Messier 99 (M99), also known as the Coma Pinwheel is an unbarred spiral galaxy in constellation Coma Berenices inside the Virgo Cluster and it is approximately 15 MPc (15 mega parsecs or 56 million light-years) away from Milky Way. It has apparent magnitude 10.4 and lies at about 56 million light years away from Earth.
M99 rotates clockwise and is classified as an Sc type spiral galaxy (Hubble tuning fork). It has a diameter of about 85,000 light years and recedes from us at an unusually high velocity of 2,407 km/s. This is the highest redshift recorded for any Messier object.
It is one of the brighter spiral galaxies in the Virgo Cluster and appears almost face-on. It is very popular amongst astronomers, both professional and amateur, and best conditions to observe it are during the spring.
It has completely unbarred core and two giant spiral arms. One of the spiral arms is normal while the other one appears slightly distorted. Pinwheel is also asymmetric in shape, with the nucleus shifted from the galaxy’s centre. This asymmetry is most likely to be a result of gravitational interactions with other galaxies inside the Virgo Cluster.
Even though the Virgo Cluster Pinwheel has a diameter almost the same size as the Milky Way – with an estimated mass of 50 billion solar masses, it has only 5 percent of our galaxy’s mass.
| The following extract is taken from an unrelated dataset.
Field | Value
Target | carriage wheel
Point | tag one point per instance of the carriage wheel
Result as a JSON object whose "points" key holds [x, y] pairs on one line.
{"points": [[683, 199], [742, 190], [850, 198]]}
This phenomenon is still a mystery for astrophysicists, but it could be the consequence of a close encounter with VIRGO HI21, which is an extended region of neutral hydrogen (HI) and a dark galaxy. Since we have no evidence of dark galaxy existence there is a possibility that M99 interacted with lenticular galaxy NGC 4262 back in the past, about 280 million years ago. Another significant result of the encounter is the star formation rate(SFR) which is about three times greater than SFR in other Sc galaxies.